I didn't realize how long it's been since the last update.

This team has proven better at improving the AI than most professionals, guess there isn't much more to do with this version.
 
I didn't realize how long it's been since the last update.

This team has proven better at improving the AI than most professionals, guess there isn't much more to do with this version.
@flabbert has helped tremendously in that department!
 
So turn 3000 (Snail) passed, here's an update after 300 hours in this game.

The score is very misleading, I conquered a lot of cities but I am still around 40 techs behind Solomon, and not in the top 8 advanced nations (of 13).

Turn3000_misleading_score.jpg


Some history since the previous update:
- Around turn 2000 or so I decided to take one city from the Mongols each time they attacked me. This got me two (or three?) cities.

- Around turn 2400 I decided to stop being peaceful and conquered Mongolia (in two wars). This gave me a *ton* of technology. I got on average four or five full techs for each city (spread across eight or ten techs or so, can't remember exactly). I think I was 75 or 80 techs behind the leading AI before turn 2400.

- At turn 3000 I was starting in Renaissance Era. Turn 3017 Solomon got to Industrial Era. This is my first game where I am not the first in Renaissance Era, so goal achieved!

Turn3017_Solomon_Industrial.jpg

- The demographics proves I am really behind in gold (best indicator for research? I wish beakers would be included here or in the graph.)

Turn3000_demographics.jpg

- In turn 3087 I saw the option to build a World Wonder for the first time. All World Wonders were built before I could start building them until now.

Turn3087_first_wonder_option.jpg

Conclusions:
- An AI with a 50 tech advance can still be conquered by building a stack of doom (with more than half of it being siege units) and taking every one of his cities one by one.
- It is easy and cheap to keep the AI's fighting among each other. They go to war for 3000 gold, when they have +1 million available.
- I will probably win this game, but will continue anyway because it has been ages since I got this far in the tech tree and there is lot's of cool stuff here that I never saw before.
 
The AI was horrible at conquering any cities in my most recent game, only doing so before minimum defense requirements came in. I wonder if there's a point in the tech where the AI has enough tools to take cities, but the clockpunk planes didn't help it do that.

Mongolia was the only Asian nation in your game and that World Wonder is the result of that. It's not a result of "catching up."
 
I wonder if there's a point in the tech where the AI has enough tools to take cities, but the clockpunk planes didn't help it do that.

The "clockpunk planes" (ornithopters, I believe you mean) are not units which will work for aggression.

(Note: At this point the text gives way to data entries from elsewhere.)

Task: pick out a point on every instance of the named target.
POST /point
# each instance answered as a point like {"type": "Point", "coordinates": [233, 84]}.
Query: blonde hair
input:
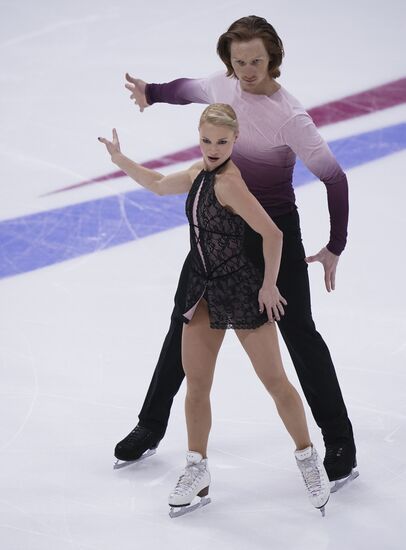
{"type": "Point", "coordinates": [220, 114]}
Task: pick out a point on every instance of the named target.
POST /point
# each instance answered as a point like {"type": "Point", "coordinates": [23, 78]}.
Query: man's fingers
{"type": "Point", "coordinates": [280, 308]}
{"type": "Point", "coordinates": [130, 87]}
{"type": "Point", "coordinates": [129, 78]}
{"type": "Point", "coordinates": [327, 281]}
{"type": "Point", "coordinates": [333, 280]}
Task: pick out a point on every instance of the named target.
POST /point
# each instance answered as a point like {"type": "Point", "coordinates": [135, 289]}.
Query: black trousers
{"type": "Point", "coordinates": [307, 349]}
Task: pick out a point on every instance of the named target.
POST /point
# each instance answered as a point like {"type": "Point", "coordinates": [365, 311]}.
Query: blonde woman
{"type": "Point", "coordinates": [225, 289]}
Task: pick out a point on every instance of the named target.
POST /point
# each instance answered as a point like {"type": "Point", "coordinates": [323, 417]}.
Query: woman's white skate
{"type": "Point", "coordinates": [315, 477]}
{"type": "Point", "coordinates": [194, 482]}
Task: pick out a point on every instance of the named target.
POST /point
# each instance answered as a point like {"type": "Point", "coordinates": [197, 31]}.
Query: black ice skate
{"type": "Point", "coordinates": [340, 461]}
{"type": "Point", "coordinates": [139, 444]}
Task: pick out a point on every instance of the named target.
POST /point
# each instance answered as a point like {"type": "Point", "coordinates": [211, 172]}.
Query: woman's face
{"type": "Point", "coordinates": [250, 63]}
{"type": "Point", "coordinates": [216, 144]}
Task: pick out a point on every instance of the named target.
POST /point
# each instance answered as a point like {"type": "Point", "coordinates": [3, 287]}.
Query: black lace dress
{"type": "Point", "coordinates": [220, 272]}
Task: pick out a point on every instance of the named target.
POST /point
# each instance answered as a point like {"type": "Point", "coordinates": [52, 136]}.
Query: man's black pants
{"type": "Point", "coordinates": [307, 349]}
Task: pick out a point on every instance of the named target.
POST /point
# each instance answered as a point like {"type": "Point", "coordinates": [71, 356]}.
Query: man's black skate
{"type": "Point", "coordinates": [339, 462]}
{"type": "Point", "coordinates": [140, 443]}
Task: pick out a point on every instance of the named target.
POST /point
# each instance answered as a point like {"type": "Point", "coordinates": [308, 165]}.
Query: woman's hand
{"type": "Point", "coordinates": [329, 262]}
{"type": "Point", "coordinates": [113, 147]}
{"type": "Point", "coordinates": [270, 299]}
{"type": "Point", "coordinates": [137, 89]}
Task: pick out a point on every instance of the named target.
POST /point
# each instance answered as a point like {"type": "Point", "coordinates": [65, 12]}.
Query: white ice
{"type": "Point", "coordinates": [79, 340]}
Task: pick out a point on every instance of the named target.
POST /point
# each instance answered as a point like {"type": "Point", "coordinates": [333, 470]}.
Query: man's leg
{"type": "Point", "coordinates": [310, 354]}
{"type": "Point", "coordinates": [165, 383]}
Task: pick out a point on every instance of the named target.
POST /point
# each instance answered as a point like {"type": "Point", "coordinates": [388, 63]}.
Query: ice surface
{"type": "Point", "coordinates": [79, 339]}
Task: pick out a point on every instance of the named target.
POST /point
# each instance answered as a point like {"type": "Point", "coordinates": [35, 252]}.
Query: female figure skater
{"type": "Point", "coordinates": [275, 129]}
{"type": "Point", "coordinates": [225, 289]}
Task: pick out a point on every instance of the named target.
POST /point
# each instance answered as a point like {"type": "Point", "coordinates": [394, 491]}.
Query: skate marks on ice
{"type": "Point", "coordinates": [340, 483]}
{"type": "Point", "coordinates": [119, 464]}
{"type": "Point", "coordinates": [178, 511]}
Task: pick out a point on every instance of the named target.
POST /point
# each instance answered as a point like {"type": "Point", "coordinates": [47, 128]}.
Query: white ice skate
{"type": "Point", "coordinates": [315, 477]}
{"type": "Point", "coordinates": [194, 482]}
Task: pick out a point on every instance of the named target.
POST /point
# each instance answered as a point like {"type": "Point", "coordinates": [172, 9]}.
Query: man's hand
{"type": "Point", "coordinates": [137, 89]}
{"type": "Point", "coordinates": [329, 261]}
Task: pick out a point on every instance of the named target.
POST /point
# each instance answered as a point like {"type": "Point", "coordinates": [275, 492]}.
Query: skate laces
{"type": "Point", "coordinates": [191, 474]}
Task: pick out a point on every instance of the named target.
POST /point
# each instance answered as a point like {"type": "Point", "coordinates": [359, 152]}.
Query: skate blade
{"type": "Point", "coordinates": [340, 483]}
{"type": "Point", "coordinates": [124, 463]}
{"type": "Point", "coordinates": [177, 511]}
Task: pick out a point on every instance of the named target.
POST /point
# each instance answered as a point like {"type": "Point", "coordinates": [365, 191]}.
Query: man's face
{"type": "Point", "coordinates": [250, 62]}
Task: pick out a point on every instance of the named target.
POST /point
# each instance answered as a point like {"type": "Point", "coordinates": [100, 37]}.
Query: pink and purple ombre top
{"type": "Point", "coordinates": [273, 131]}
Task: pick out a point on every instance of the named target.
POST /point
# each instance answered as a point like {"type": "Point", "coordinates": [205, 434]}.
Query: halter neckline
{"type": "Point", "coordinates": [217, 168]}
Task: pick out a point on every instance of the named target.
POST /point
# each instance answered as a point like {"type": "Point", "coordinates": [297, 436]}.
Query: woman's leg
{"type": "Point", "coordinates": [200, 346]}
{"type": "Point", "coordinates": [262, 348]}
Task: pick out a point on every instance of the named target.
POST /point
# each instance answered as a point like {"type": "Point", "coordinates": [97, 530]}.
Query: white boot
{"type": "Point", "coordinates": [315, 477]}
{"type": "Point", "coordinates": [194, 481]}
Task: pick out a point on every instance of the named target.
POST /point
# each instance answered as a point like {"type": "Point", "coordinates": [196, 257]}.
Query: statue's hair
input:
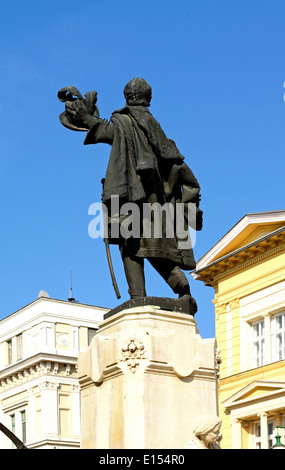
{"type": "Point", "coordinates": [138, 92]}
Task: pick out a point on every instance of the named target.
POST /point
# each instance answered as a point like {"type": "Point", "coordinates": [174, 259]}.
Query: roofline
{"type": "Point", "coordinates": [239, 250]}
{"type": "Point", "coordinates": [50, 299]}
{"type": "Point", "coordinates": [249, 215]}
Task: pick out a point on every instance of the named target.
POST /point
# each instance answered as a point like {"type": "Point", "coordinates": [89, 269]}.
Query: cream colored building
{"type": "Point", "coordinates": [246, 268]}
{"type": "Point", "coordinates": [39, 389]}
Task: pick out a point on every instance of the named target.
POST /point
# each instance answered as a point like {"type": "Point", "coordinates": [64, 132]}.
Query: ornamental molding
{"type": "Point", "coordinates": [244, 258]}
{"type": "Point", "coordinates": [133, 352]}
{"type": "Point", "coordinates": [41, 369]}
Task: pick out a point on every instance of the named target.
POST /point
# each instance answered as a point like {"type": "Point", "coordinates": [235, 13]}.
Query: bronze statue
{"type": "Point", "coordinates": [145, 168]}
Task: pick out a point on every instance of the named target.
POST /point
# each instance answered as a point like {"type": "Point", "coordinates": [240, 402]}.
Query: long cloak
{"type": "Point", "coordinates": [145, 167]}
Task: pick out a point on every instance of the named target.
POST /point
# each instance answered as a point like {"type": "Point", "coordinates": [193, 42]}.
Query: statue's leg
{"type": "Point", "coordinates": [134, 271]}
{"type": "Point", "coordinates": [172, 274]}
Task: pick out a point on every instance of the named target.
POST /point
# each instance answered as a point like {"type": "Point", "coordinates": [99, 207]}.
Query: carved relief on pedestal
{"type": "Point", "coordinates": [132, 352]}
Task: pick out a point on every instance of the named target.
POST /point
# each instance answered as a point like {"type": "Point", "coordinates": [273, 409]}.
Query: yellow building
{"type": "Point", "coordinates": [246, 268]}
{"type": "Point", "coordinates": [39, 388]}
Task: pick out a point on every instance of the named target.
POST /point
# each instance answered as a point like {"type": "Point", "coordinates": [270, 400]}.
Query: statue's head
{"type": "Point", "coordinates": [137, 92]}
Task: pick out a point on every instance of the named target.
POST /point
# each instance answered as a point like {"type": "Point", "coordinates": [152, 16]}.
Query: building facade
{"type": "Point", "coordinates": [39, 389]}
{"type": "Point", "coordinates": [246, 268]}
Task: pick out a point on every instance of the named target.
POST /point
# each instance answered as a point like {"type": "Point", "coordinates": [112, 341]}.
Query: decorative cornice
{"type": "Point", "coordinates": [43, 368]}
{"type": "Point", "coordinates": [241, 258]}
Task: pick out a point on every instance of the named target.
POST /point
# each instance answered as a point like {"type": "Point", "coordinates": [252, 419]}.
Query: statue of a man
{"type": "Point", "coordinates": [145, 167]}
{"type": "Point", "coordinates": [207, 433]}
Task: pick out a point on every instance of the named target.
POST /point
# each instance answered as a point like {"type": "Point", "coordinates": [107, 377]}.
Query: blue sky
{"type": "Point", "coordinates": [217, 70]}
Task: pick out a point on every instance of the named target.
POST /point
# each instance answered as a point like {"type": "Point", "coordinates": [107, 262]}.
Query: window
{"type": "Point", "coordinates": [271, 440]}
{"type": "Point", "coordinates": [13, 424]}
{"type": "Point", "coordinates": [257, 435]}
{"type": "Point", "coordinates": [258, 343]}
{"type": "Point", "coordinates": [24, 426]}
{"type": "Point", "coordinates": [19, 347]}
{"type": "Point", "coordinates": [10, 355]}
{"type": "Point", "coordinates": [278, 337]}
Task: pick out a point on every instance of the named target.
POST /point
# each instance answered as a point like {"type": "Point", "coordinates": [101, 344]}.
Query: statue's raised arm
{"type": "Point", "coordinates": [80, 113]}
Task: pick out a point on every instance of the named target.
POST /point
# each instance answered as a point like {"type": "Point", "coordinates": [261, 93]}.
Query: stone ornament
{"type": "Point", "coordinates": [207, 433]}
{"type": "Point", "coordinates": [133, 351]}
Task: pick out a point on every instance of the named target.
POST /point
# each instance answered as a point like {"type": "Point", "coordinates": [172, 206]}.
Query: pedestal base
{"type": "Point", "coordinates": [146, 380]}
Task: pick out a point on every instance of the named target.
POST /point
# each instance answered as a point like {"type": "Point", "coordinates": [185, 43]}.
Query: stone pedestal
{"type": "Point", "coordinates": [146, 379]}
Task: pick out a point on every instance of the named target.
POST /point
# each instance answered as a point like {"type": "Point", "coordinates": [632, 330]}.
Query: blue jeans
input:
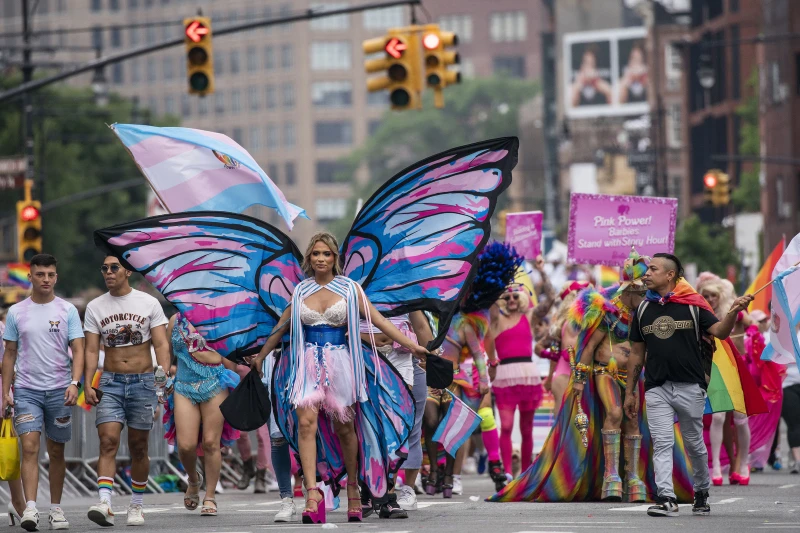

Even early on in their availability, they aren't notably strong units and you can't really field them in effective numbers for a war of the skies. As far as I've been able to determine, they are much better employed as scout units, particularly defensive scouts: station one or two in a city on a historically troubled border, and send them out on recon missions every turn - you're looking to spot incoming trouble, not explore new territory. Do this in all cities where you have reason to expect incoming trouble, and then back them up with solid defensive forces! Knowing that trouble is on the way does you no good if you can't do anything about it.

The clockpunk "fighting unit" is most likely the Da Vinci tank - it's quite potent for its era. It doesn't take a particularly large stack of them to start flattening opposing armies. Combine that with some siege weaponry, a few mechanics, and maybe a leader-type or great general (maybe attached to one of the DV tanks?), and you can start steamrollering cities - although you probably will need one or two of your own cities cranking out garrison troops to hold those cities; the aggressive force I've just described will take ground quite well, but won't hold it anywhere near the same standard.

I'd say that Clockpunk could be considered a game-busting tech, but once you're there the Age of the Gun is just about to open, which will mean that the only unit which is likely to remain dominant in its role is the ornithopter, as a recon unit. It gives the person who achieves it an exploitable advantage, but not a huge one.